Un foin de prairie multiespèce, un foin de méteil immature, un foin de luzerne sont des exemples de fourrage fibreux.
Pour avoir un fourrage fibreux, on peut jouer sur le stade de récolte (pas trop tôt) et sur le choix des espèces.
Dans une prairie de mélange, les espèces sont choisies en fonction de leur appétence (trèfle violet, sainfoin, luzerne, lotier) et de leur teneur en fibres (ray-grass, fétuque élevée, brome).
Il y a aussi la possibilité de se tourner vers un méteil fourrager : avoine, vesce, pois fourrager. La culture du méteil dans un assolement a l’avantage de pouvoir se pâturer, se récolter en vert, en immature ou en grains et paille.
Matthieu Bergougnoux du GAEC du domaine de Mordesson, à Rignac dans le Lot, explique comment il a fait évoluer son système fourrager qui était composé essentiellement de prairies naturelles. « Il fallait produire plus de protéines et, surtout, des fibres de qualité. Nous avons introduit de la luzerne pour la protéine et de l’avoine fauchée pour la fibre. Progressivement, nous avons commencé à faire des méteils avoine-vesce que nous récoltons tôt, juste avant épiaison, puis des mélanges prairiaux multiespèces contenant des graminées et légumineuses. En bio sur les terres, nous ne semons plus aucune prairie sans légumineuses, cela représente un budget semences, mais nous nous y retrouvons.
Richesse en azote
Disposer de ressources riches en azote sur son exploitation permet de diminuer les dépendances technique et économique aux achats extérieurs, que ce soient des aliments ou des engrais. Avec une matière azotée totale dépassant 14 %, un aliment, fourrage ou concentrés sont considérés comme riche en azote.

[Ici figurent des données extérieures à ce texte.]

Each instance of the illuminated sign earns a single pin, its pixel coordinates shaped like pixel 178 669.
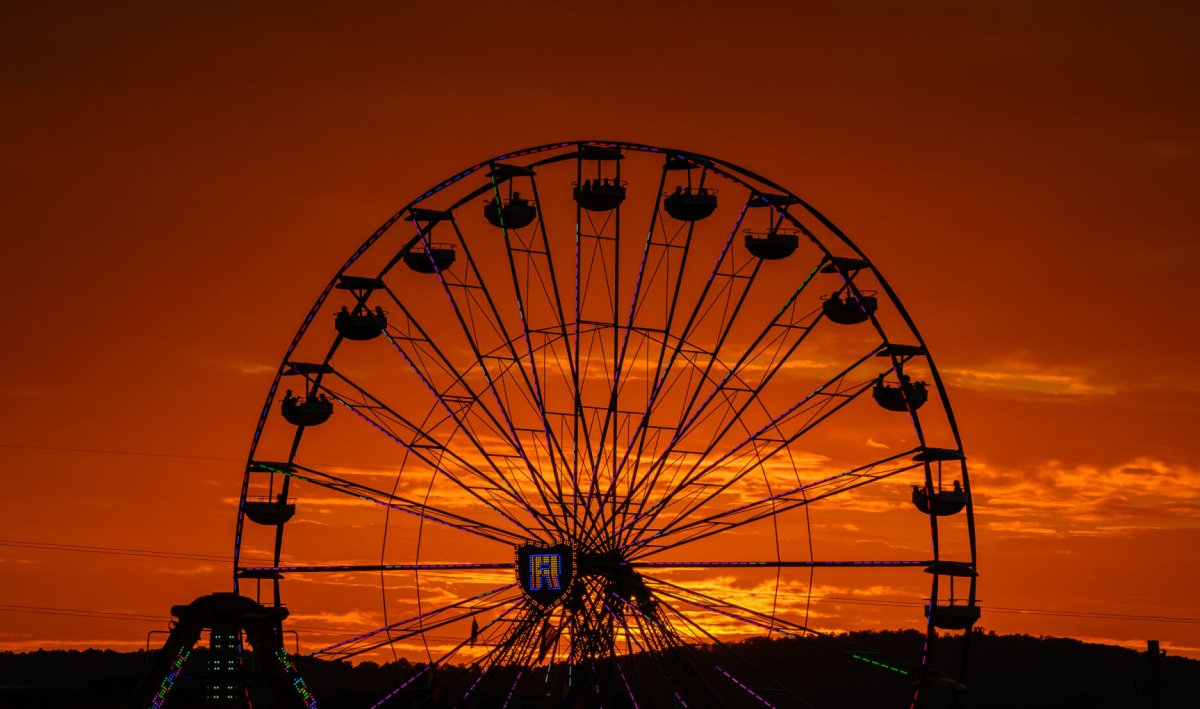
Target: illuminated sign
pixel 544 572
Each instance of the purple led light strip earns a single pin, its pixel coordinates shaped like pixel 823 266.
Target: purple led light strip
pixel 430 566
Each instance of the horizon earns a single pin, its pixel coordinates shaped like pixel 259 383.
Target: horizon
pixel 180 188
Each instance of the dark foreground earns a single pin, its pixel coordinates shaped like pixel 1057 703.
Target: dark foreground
pixel 1011 672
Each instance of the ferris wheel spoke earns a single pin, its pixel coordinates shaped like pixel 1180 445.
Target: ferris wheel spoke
pixel 457 398
pixel 436 454
pixel 437 662
pixel 700 632
pixel 669 356
pixel 621 346
pixel 421 623
pixel 730 610
pixel 809 412
pixel 775 344
pixel 533 259
pixel 393 502
pixel 681 532
pixel 465 314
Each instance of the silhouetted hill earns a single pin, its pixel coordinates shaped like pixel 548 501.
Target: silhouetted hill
pixel 1009 672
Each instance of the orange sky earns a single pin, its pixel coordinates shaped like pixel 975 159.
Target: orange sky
pixel 180 184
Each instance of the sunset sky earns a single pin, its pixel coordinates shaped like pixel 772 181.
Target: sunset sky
pixel 181 181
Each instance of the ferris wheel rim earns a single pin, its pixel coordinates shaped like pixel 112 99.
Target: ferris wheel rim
pixel 713 163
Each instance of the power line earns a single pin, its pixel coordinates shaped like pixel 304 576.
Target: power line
pixel 121 551
pixel 117 452
pixel 1003 610
pixel 1096 614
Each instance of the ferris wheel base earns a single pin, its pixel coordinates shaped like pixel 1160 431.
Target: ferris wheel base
pixel 264 677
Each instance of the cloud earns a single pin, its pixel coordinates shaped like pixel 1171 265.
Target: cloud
pixel 1053 498
pixel 1026 378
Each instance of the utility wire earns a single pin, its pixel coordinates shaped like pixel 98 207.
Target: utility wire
pixel 1006 610
pixel 117 452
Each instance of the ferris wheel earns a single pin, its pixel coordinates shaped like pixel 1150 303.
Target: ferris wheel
pixel 588 424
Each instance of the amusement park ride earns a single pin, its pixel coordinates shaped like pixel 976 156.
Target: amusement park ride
pixel 601 409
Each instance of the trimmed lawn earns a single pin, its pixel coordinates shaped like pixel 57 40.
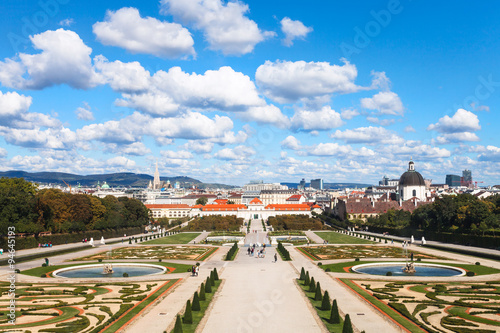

Cependant, ce n’est pas le seul critère, car il faut aussi considérer le taux de protéines digestibles dans l’intestin.
Un méteil grain est un mélange de céréales et de protéagineux cultivés ensemble et récoltés en graines.
C’est ce qu’ont mis en place Marion Quenton et Lucas Honnoré, éleveurs à Cadalen dans le Tarn : « Notre objectif était de remplacer une partie des concentrés achetés par une production maison comparable, afin de diminuer le coût de la ration. Nous avons mis en place un méteil grain à base d’orge, petit épeautre, avoine, pois fourrager et vesce. On a obtenu des valeurs de MAT de 11 à 20 %, selon les années. Cela nous a permis de modifier les rations en bâtiment et de passer de 950 g par chèvre et par jour de “complet chèvre laitière” à 750 g-600 g selon les années et les valeurs du méteil récolté. »
Côté fourrage, on trouve de l’azote dans la plante verte (au stade feuillu), quand son ratio feuilles-tiges est au plus haut. La valeur azotée diminue lorsque la plante approche de l’épiaison ou de la floraison, par dilution.
Introduire des légumineuses, riches en protéines, permet de compenser cette baisse de la valeur azotée dans le temps.